Cargo ship off Santiago de Cuba William John Gauthier
The United States

Trump Announces Tariffs on Countries Supplying Oil to Cuba

Washington moves to tighten pressure on Havana as Trump’s seeks regime change

Brian Wellbrock

U.S. President Donald Trump signed an executive order on Thursday declaring a national emergency and authorizing tariffs on goods from countries that supply oil to Cuba, part of an expanded campaign to isolate Havana economically and politically amid ongoing efforts aimed at regime change.

Under the order, the United States may impose additional tariffs on imports from any country that directly or indirectly provides oil to Cuba, with rules and implementation details to be drawn up by the U.S. State and Commerce Departments.
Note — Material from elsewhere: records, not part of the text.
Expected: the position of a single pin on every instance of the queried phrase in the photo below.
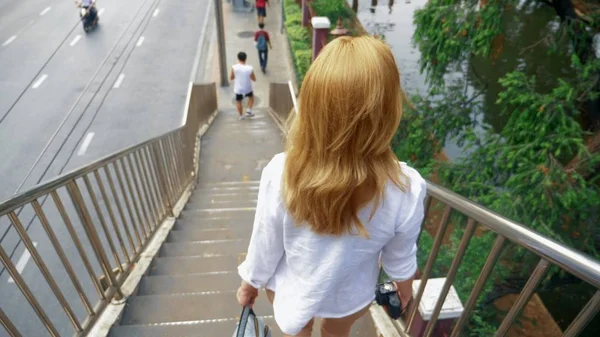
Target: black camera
(386, 295)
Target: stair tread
(192, 265)
(151, 309)
(208, 329)
(229, 247)
(191, 283)
(195, 234)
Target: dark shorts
(239, 97)
(261, 11)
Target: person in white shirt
(338, 202)
(243, 75)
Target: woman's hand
(246, 294)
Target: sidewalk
(234, 152)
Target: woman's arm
(266, 244)
(399, 256)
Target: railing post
(88, 226)
(451, 309)
(321, 25)
(305, 13)
(162, 177)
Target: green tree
(542, 167)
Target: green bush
(333, 9)
(303, 59)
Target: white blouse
(329, 276)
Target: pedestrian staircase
(149, 238)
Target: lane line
(39, 81)
(46, 10)
(75, 40)
(9, 41)
(119, 81)
(86, 143)
(22, 262)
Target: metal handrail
(550, 252)
(120, 201)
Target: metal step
(188, 308)
(208, 329)
(230, 247)
(226, 281)
(235, 211)
(192, 265)
(198, 221)
(193, 234)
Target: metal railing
(549, 252)
(98, 219)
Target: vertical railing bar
(145, 182)
(532, 283)
(140, 198)
(96, 206)
(132, 194)
(179, 152)
(111, 185)
(20, 282)
(169, 170)
(77, 242)
(63, 257)
(88, 226)
(167, 162)
(460, 253)
(584, 317)
(37, 258)
(174, 164)
(128, 205)
(488, 266)
(429, 265)
(160, 206)
(111, 215)
(8, 326)
(162, 176)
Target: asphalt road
(68, 98)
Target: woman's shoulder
(413, 183)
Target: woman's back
(338, 200)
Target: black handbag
(250, 325)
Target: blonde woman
(338, 201)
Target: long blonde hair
(338, 144)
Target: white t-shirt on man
(243, 82)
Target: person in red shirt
(261, 10)
(263, 44)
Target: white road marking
(222, 210)
(22, 262)
(46, 10)
(39, 81)
(140, 41)
(75, 40)
(86, 144)
(9, 41)
(119, 81)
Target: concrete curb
(113, 310)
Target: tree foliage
(536, 170)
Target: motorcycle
(89, 16)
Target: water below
(526, 48)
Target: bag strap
(243, 322)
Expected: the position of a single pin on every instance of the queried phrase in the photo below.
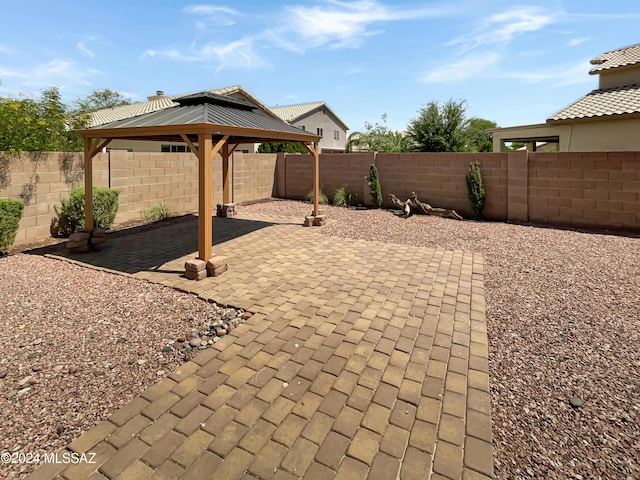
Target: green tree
(44, 124)
(377, 137)
(440, 128)
(477, 137)
(274, 147)
(99, 99)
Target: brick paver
(362, 360)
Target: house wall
(319, 119)
(590, 189)
(610, 135)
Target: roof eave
(195, 129)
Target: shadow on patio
(158, 246)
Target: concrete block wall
(587, 190)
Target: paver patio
(362, 360)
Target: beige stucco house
(606, 119)
(319, 119)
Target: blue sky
(513, 63)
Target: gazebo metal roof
(210, 124)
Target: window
(175, 148)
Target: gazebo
(210, 124)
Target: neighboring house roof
(602, 103)
(109, 115)
(294, 113)
(206, 108)
(621, 57)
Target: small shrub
(70, 216)
(475, 190)
(10, 216)
(158, 212)
(374, 185)
(322, 198)
(345, 198)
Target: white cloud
(557, 76)
(82, 46)
(467, 67)
(502, 28)
(341, 24)
(238, 54)
(212, 16)
(577, 41)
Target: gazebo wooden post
(226, 176)
(88, 184)
(316, 179)
(205, 177)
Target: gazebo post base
(226, 210)
(315, 221)
(198, 269)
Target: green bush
(374, 185)
(475, 190)
(345, 198)
(10, 215)
(70, 216)
(158, 212)
(322, 198)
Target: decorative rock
(575, 402)
(220, 331)
(25, 381)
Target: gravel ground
(563, 319)
(563, 315)
(85, 342)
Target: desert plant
(345, 198)
(158, 212)
(475, 190)
(10, 215)
(70, 215)
(322, 198)
(374, 185)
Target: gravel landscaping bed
(78, 343)
(563, 319)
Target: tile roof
(290, 113)
(109, 115)
(616, 58)
(602, 103)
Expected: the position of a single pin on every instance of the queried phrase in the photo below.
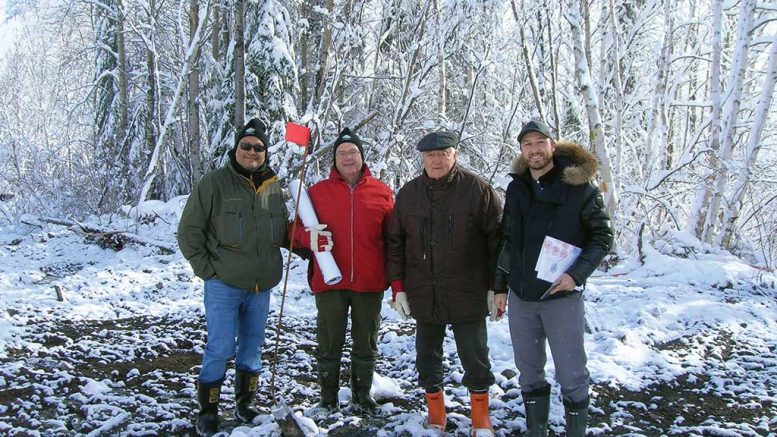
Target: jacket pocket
(230, 227)
(277, 230)
(462, 234)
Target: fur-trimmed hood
(578, 165)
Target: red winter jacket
(357, 217)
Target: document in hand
(555, 258)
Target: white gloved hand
(320, 240)
(496, 305)
(401, 305)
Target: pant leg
(428, 359)
(528, 337)
(564, 322)
(222, 304)
(251, 330)
(331, 323)
(365, 322)
(472, 348)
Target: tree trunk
(323, 55)
(151, 82)
(730, 114)
(442, 89)
(240, 86)
(553, 74)
(698, 216)
(528, 63)
(173, 109)
(195, 159)
(618, 85)
(122, 136)
(657, 119)
(592, 106)
(753, 147)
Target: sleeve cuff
(397, 286)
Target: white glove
(401, 305)
(320, 240)
(495, 309)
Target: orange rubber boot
(481, 422)
(435, 404)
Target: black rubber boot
(576, 415)
(329, 380)
(537, 404)
(208, 399)
(245, 391)
(361, 383)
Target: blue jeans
(235, 321)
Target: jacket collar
(443, 181)
(334, 175)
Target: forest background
(108, 103)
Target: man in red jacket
(353, 209)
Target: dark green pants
(471, 347)
(331, 324)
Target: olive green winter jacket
(233, 230)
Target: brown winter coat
(442, 243)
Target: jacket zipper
(450, 234)
(351, 230)
(423, 240)
(240, 222)
(272, 228)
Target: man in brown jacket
(442, 244)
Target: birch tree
(589, 95)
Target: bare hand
(564, 283)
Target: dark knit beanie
(346, 136)
(439, 140)
(534, 126)
(254, 128)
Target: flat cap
(534, 126)
(437, 141)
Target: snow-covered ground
(675, 346)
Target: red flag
(297, 134)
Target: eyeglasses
(345, 153)
(258, 148)
(438, 153)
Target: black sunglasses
(258, 148)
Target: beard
(539, 162)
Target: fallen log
(108, 238)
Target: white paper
(324, 260)
(555, 258)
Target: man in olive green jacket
(231, 231)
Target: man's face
(250, 159)
(537, 150)
(438, 163)
(348, 161)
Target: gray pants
(562, 323)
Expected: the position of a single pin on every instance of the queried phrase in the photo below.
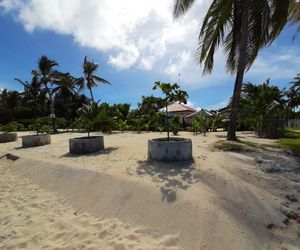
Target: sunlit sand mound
(100, 209)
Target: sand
(117, 200)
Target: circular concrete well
(85, 145)
(35, 140)
(8, 137)
(174, 149)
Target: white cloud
(282, 64)
(142, 34)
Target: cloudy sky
(135, 42)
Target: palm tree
(66, 85)
(90, 79)
(242, 27)
(296, 83)
(295, 13)
(46, 76)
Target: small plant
(88, 114)
(11, 127)
(199, 124)
(175, 124)
(172, 93)
(122, 125)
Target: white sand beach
(116, 199)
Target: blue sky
(134, 47)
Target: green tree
(91, 80)
(172, 93)
(261, 102)
(199, 124)
(46, 76)
(242, 27)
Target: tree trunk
(168, 130)
(52, 111)
(91, 92)
(242, 60)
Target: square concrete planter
(8, 137)
(35, 140)
(174, 149)
(86, 145)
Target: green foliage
(90, 80)
(95, 118)
(261, 102)
(199, 122)
(291, 139)
(40, 127)
(103, 122)
(172, 93)
(12, 126)
(217, 122)
(175, 124)
(122, 125)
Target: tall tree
(242, 27)
(46, 76)
(90, 79)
The measure is framed in the White House text as necessary to protect U.S. “national security and foreign policy” from what Washington describes as “malign actions and policies” by the Cuban government.

Cuba has been struggling with a deepening oil crisis since Venezuelan deliveries—historically its main source of fuel—effectively ceased in December amid a U.S. blockade and the capture of Venezuelan President Nicolás Maduro earlier this month. Financial Times reporting estimates that Cuba has only around 15–20 days of oil reserves remaining at current consumption levels, sparking concerns about widespread disruption if imports do not resume.
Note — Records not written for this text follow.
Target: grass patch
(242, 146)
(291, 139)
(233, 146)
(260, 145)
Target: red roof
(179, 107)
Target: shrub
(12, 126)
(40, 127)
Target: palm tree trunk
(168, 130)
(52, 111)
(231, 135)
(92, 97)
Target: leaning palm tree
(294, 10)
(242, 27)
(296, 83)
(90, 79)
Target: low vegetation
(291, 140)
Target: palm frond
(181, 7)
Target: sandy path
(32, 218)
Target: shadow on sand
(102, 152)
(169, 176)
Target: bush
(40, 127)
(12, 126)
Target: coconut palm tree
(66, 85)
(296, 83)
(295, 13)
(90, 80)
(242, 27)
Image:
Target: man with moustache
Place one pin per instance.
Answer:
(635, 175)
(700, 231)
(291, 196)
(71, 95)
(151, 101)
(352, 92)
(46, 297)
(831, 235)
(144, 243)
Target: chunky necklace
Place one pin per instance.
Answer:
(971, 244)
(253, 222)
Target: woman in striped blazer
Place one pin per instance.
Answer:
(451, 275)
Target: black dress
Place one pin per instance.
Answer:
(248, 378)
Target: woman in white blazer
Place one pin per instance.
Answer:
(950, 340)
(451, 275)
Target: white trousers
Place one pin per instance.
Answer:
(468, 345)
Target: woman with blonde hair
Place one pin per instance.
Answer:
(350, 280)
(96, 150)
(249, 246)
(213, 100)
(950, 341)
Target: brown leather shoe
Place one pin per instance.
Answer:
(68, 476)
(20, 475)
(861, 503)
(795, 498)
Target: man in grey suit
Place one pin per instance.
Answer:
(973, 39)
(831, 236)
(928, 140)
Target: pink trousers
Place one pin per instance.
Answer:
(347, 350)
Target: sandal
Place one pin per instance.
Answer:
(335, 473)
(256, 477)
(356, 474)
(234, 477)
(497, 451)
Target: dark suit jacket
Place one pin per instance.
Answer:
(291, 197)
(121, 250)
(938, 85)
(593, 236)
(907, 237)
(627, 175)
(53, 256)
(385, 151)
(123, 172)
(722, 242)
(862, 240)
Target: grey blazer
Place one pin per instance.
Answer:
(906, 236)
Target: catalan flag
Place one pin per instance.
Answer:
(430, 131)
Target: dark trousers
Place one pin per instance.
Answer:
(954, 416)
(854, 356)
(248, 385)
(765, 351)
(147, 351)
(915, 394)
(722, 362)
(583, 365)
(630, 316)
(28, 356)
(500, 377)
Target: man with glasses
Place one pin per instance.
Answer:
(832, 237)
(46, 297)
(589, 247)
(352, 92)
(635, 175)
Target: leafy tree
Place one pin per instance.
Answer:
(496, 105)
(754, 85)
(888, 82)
Mexico, which has become a key alternative supplier, provided a shipment of roughly 84,900 barrels earlier this month, although future deliveries are uncertain amid concerns about possible repercussions from Washington. Mexican President Claudia Sheinbaum has insisted that decisions on oil shipments are based on sovereign considerations, and not direct U.S. pressure, while also declining to confirm whether exports will continue.

Cuba previously depended heavily on Venezuela for oil under long-standing preferential arrangements, sometimes receiving around two-thirds of its needed supply. With the Venezuelan flow disrupted and Mexican deliveries fluctuating, the island’s energy infrastructure and basic services have experienced intensifying strain, including long blackouts and uncertainty over fuel for critical uses.

The tariff authority granted by the executive order does not automatically implement levies but enables U.S. officials to identify and penalize countries that continue providing fuel to Cuba. No specific tariff rates or target countries were detailed at the time of signing, and it remains unclear how the mechanism will be applied in practice.

The broader geopolitical backdrop includes Washington’s effort to expand influence in the region and to end longstanding ties between Havana and its traditional partners. Cuba’s leadership has criticized the measure, rejecting U.S. claims of authority to impose conditions on its external economic relations, framing the action as coercive and outside international norms.